The small West African nation of Gabon has replaced its country-wide internet blockage with an "internet curfew" that experts say is creating an "unprecedented level of communication suppression since the Arab Spring" and appears to have no end in sight. Gabon's government rarely registers a blip on the radar of international news, but the blockage is the latest in a troubling trend of nations blocking the internet when they fear unrest.
The country held an election last week in which incumbent president Ali Bongo was narrowly re-elected amid widespread claims of fraud, which led to nationwide protests. Bongo ordered the internet cut off to the entire nation, which lasted for 104 hours between August 31 and September 5. Internet was only restored after a plea from United Nations Secretary General Ban Ki-moon. Bongo's opponent, Jean Ping, says that between 50 and 100 people have been killed in the election's aftermath.
It's easy to condemn the wholesale blockage of an entire nation's internet access, but the bad press has largely gone away now that some of the nation is able to get back online during certain hours. The thing is, Gabon has replaced one type of blockage with another, and the suppression seems likely to continue.
"There is still harsh repression, people are missing, arbitrarily arrested, and terrified"
For the last four nights, Bongo has ordered 12-hour "internet curfews" extending from 6 PM to 6 AM, and social media is still blocked during all hours, indicating that the country is still trying to prevent its citizens from protesting against the government. (For what it's worth, Bongo has tweeted disparaging things about protesters and Ping throughout the outages.) Human rights groups say the curfew is an attempt to convince the international community that things are returning to normalcy.
"We've never seen this internet curfew thing before," Doug Madory, a researcher at web analytics firm Dyn who has studied politically related internet outages all around the world, told me. "We're already in this phase internationally where, if you shut off all the routes to the internet, that's a highly visible thing. It's easy for someone like me to detect it."
Madory says that his firm is considering there to be a nationwide blockage of the internet during the curfew, though it appears a small number of people may be able to get online via satellite connections. He told me Gabon is suffering from an "unprecedented level of communication suppression since the Arab Spring."

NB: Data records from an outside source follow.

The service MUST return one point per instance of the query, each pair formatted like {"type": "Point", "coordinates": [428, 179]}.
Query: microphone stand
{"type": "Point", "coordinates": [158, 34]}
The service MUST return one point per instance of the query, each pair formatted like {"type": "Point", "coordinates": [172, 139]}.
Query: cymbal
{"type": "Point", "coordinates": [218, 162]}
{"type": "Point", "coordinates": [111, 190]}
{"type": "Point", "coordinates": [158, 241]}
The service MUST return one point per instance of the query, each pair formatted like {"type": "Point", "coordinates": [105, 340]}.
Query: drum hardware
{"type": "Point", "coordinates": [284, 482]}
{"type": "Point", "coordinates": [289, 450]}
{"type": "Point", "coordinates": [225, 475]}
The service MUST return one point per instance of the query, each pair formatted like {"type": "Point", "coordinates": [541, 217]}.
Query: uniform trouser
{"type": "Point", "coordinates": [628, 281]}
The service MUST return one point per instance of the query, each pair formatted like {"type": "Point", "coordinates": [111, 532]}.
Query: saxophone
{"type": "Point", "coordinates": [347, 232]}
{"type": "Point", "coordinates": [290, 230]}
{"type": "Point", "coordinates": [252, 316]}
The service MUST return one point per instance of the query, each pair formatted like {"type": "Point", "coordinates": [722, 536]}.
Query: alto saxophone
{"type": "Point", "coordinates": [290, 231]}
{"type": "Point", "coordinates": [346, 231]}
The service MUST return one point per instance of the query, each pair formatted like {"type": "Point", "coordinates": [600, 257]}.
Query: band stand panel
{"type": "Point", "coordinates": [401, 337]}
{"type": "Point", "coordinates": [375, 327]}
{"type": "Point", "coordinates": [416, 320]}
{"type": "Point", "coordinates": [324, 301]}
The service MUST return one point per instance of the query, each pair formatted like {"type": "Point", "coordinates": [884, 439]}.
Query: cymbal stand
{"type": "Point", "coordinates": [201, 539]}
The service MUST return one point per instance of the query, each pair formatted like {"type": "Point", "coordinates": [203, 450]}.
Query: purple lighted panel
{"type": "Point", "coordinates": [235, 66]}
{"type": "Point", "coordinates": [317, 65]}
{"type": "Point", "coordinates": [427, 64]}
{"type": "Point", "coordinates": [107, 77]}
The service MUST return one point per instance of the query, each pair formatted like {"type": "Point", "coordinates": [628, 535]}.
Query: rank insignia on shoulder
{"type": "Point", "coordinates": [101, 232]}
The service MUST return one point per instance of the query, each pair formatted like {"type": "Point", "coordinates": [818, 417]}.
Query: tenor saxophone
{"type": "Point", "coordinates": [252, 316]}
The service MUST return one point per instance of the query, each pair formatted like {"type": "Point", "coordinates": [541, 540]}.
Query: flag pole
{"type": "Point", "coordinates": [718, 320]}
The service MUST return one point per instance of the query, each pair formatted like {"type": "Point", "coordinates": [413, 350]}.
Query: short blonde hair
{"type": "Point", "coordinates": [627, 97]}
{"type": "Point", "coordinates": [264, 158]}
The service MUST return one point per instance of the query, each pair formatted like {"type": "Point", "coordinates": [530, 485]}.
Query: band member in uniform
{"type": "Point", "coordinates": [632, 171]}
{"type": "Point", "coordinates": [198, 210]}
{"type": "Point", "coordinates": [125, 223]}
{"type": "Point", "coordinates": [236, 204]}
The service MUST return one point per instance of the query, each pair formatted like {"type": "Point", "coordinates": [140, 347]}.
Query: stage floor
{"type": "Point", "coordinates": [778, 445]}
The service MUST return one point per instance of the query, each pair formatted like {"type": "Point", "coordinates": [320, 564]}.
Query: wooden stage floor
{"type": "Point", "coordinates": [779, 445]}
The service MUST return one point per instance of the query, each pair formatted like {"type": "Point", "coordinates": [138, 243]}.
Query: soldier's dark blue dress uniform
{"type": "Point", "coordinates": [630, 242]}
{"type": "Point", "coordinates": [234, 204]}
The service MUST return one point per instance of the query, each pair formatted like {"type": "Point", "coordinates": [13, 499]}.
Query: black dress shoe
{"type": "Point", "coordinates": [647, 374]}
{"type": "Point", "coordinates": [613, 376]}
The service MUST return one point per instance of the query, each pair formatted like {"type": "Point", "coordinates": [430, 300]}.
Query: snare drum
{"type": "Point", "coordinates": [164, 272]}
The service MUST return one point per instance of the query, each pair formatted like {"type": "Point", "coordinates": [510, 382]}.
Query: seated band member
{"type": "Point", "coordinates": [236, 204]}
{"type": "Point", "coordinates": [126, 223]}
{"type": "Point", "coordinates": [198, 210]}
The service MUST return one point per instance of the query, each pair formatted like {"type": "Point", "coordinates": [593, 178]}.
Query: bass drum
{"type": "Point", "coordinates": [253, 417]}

Gabon may be a small country, but the tactics it's using to quell protesters and suppress communication are gaining popularity worldwide. Access Now, an international digital rights group, told me that so far this year, it has recorded 40 separate internet blockages in 25 different countries.

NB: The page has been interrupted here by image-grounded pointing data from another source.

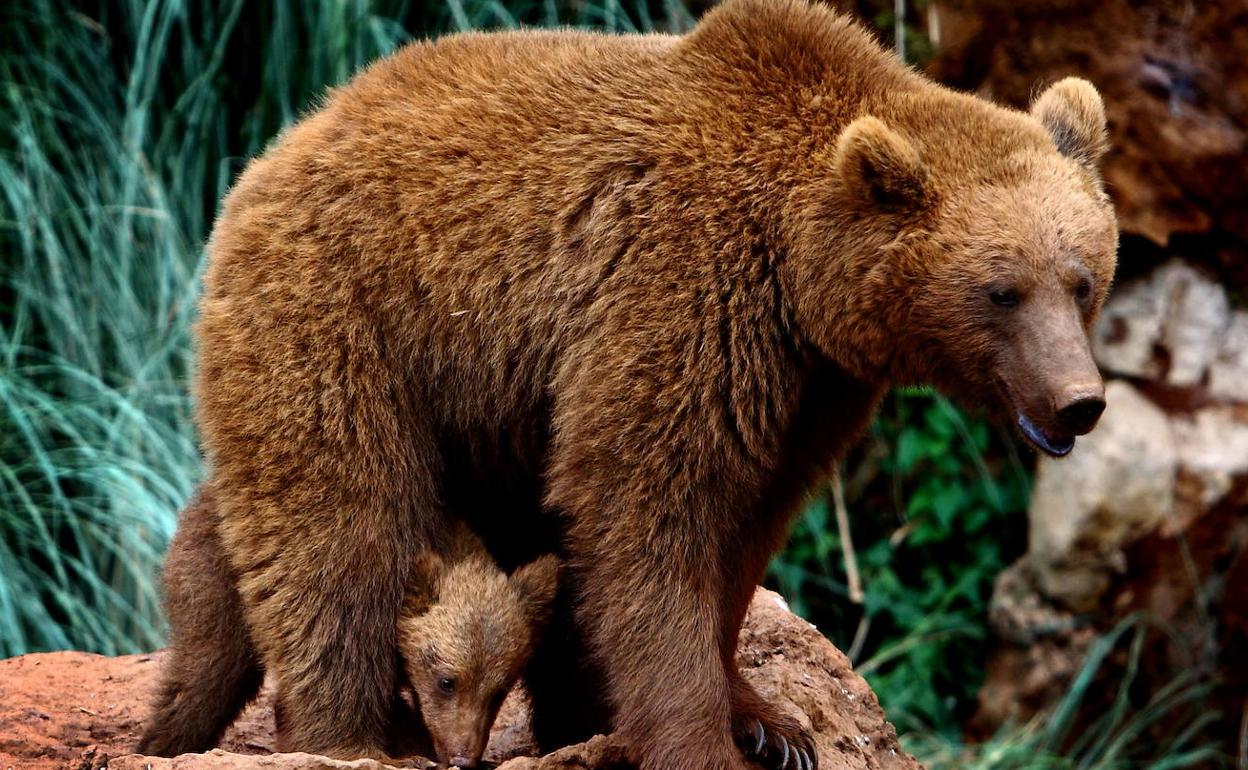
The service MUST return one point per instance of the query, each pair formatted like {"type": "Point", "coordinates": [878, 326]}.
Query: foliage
{"type": "Point", "coordinates": [1163, 730]}
{"type": "Point", "coordinates": [124, 122]}
{"type": "Point", "coordinates": [935, 501]}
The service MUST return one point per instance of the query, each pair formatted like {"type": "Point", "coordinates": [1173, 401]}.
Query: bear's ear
{"type": "Point", "coordinates": [879, 165]}
{"type": "Point", "coordinates": [536, 583]}
{"type": "Point", "coordinates": [1072, 111]}
{"type": "Point", "coordinates": [423, 583]}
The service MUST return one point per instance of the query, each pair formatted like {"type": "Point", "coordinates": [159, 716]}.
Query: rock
{"type": "Point", "coordinates": [1116, 486]}
{"type": "Point", "coordinates": [1171, 327]}
{"type": "Point", "coordinates": [1212, 447]}
{"type": "Point", "coordinates": [85, 711]}
{"type": "Point", "coordinates": [1228, 373]}
{"type": "Point", "coordinates": [1176, 96]}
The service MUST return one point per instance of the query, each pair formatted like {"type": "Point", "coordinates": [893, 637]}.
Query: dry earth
{"type": "Point", "coordinates": [82, 711]}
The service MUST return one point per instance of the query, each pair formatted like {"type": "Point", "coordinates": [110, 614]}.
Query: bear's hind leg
{"type": "Point", "coordinates": [211, 672]}
{"type": "Point", "coordinates": [764, 733]}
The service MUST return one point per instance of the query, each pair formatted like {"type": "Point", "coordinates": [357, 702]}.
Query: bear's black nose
{"type": "Point", "coordinates": [1081, 416]}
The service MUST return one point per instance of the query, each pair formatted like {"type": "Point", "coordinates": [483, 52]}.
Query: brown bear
{"type": "Point", "coordinates": [466, 633]}
{"type": "Point", "coordinates": [648, 287]}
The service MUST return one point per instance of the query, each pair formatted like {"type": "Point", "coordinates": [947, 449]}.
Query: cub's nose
{"type": "Point", "coordinates": [1081, 411]}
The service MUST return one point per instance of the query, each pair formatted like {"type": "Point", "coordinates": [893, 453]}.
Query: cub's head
{"type": "Point", "coordinates": [980, 245]}
{"type": "Point", "coordinates": [466, 634]}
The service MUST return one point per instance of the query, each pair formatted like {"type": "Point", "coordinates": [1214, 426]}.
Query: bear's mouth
{"type": "Point", "coordinates": [1052, 446]}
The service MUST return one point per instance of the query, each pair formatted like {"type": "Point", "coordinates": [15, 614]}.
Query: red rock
{"type": "Point", "coordinates": [85, 711]}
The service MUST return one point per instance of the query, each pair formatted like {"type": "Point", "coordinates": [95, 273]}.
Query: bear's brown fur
{"type": "Point", "coordinates": [463, 620]}
{"type": "Point", "coordinates": [650, 286]}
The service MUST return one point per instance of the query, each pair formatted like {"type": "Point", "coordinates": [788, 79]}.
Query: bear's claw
{"type": "Point", "coordinates": [778, 753]}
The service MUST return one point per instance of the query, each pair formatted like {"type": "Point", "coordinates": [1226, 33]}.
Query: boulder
{"type": "Point", "coordinates": [1176, 95]}
{"type": "Point", "coordinates": [1113, 488]}
{"type": "Point", "coordinates": [1172, 327]}
{"type": "Point", "coordinates": [85, 711]}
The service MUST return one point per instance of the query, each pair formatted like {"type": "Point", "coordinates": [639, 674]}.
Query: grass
{"type": "Point", "coordinates": [124, 122]}
{"type": "Point", "coordinates": [1163, 730]}
{"type": "Point", "coordinates": [124, 125]}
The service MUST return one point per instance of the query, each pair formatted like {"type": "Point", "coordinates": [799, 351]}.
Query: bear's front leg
{"type": "Point", "coordinates": [649, 608]}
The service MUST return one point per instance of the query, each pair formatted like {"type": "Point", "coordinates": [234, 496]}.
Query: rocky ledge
{"type": "Point", "coordinates": [82, 711]}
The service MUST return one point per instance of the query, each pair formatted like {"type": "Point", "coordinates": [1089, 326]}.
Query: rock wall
{"type": "Point", "coordinates": [1176, 94]}
{"type": "Point", "coordinates": [1150, 514]}
{"type": "Point", "coordinates": [85, 711]}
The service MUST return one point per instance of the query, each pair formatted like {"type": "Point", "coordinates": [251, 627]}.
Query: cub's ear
{"type": "Point", "coordinates": [879, 165]}
{"type": "Point", "coordinates": [537, 583]}
{"type": "Point", "coordinates": [423, 583]}
{"type": "Point", "coordinates": [1072, 111]}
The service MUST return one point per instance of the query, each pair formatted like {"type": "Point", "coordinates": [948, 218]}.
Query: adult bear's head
{"type": "Point", "coordinates": [962, 245]}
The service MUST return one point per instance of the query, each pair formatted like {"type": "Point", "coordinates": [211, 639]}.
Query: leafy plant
{"type": "Point", "coordinates": [935, 502]}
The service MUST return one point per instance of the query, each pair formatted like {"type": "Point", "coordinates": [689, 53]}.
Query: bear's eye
{"type": "Point", "coordinates": [1004, 297]}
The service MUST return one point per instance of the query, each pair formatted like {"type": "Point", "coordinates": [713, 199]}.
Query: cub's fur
{"type": "Point", "coordinates": [466, 640]}
{"type": "Point", "coordinates": [466, 633]}
{"type": "Point", "coordinates": [623, 298]}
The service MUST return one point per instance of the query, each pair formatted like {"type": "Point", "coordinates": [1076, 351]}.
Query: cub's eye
{"type": "Point", "coordinates": [1004, 297]}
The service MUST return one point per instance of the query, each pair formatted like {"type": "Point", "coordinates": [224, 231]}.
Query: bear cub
{"type": "Point", "coordinates": [464, 634]}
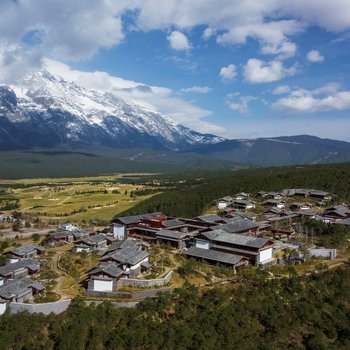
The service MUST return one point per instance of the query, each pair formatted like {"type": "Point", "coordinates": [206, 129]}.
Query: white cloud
{"type": "Point", "coordinates": [197, 89]}
{"type": "Point", "coordinates": [327, 98]}
{"type": "Point", "coordinates": [257, 71]}
{"type": "Point", "coordinates": [236, 102]}
{"type": "Point", "coordinates": [74, 30]}
{"type": "Point", "coordinates": [283, 50]}
{"type": "Point", "coordinates": [178, 41]}
{"type": "Point", "coordinates": [280, 90]}
{"type": "Point", "coordinates": [228, 73]}
{"type": "Point", "coordinates": [208, 32]}
{"type": "Point", "coordinates": [155, 98]}
{"type": "Point", "coordinates": [314, 56]}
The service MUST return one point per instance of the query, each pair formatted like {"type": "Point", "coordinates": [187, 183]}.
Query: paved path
{"type": "Point", "coordinates": [62, 275]}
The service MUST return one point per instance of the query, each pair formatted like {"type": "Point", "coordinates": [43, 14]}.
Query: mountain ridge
{"type": "Point", "coordinates": [47, 111]}
{"type": "Point", "coordinates": [59, 111]}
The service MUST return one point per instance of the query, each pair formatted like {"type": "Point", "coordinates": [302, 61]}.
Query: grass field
{"type": "Point", "coordinates": [72, 199]}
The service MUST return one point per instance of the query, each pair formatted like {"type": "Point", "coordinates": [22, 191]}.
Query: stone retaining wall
{"type": "Point", "coordinates": [130, 282]}
{"type": "Point", "coordinates": [129, 295]}
{"type": "Point", "coordinates": [45, 308]}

"In 2015, we recorded 20 in a smaller number of countries," Deji Olukton, senior global advocacy manager at the organization told me. "It's kind of chicken-and-egg are we paying closer attention or are there more of them? Either way, it's not a positive thing at all for human rights."
Madory says that the outages he's seeing are less overt than they have been in the past as authoritarian regimes learn more subtle methods of control. After the coup attempt in Turkey earlier this summer, the government throttled social media access, then quickly restored it once it became clear that the majority of people supported the established government. In countries such as Ethiopia and India, internet is temporarily cut in small regions of unrest.
"We've seen that shutting down the internet precludes human rights violations. The internet goes down and then something terrible happens," Olukoton said, noting that social media was cut out in an Ethiopian region where more than 400 protesters were killed in April. "It seems to me governments are using internet outages as a license to commit human rights violations."
For the last four years, Gabon has hosted the New York Forum Africa, which is an internet- and innovation-focused conference for the entire content; blocking the internet obviously contradicts those ideals.
"The curfew means that Ali Bongo doesn't want to appear as a head of state who compromises the economy of his country. It is more about appearances: There is still harsh repression, people are missing, arbitrarily arrested, and terrified," Julie Owono of Internet Sans Frontieres told me. "The result is exactly the same as a total shutdown: The economy can't function when exchanges are stopped for 12 hours. And, most importantly, citizens' right to free expression and communication is still violated."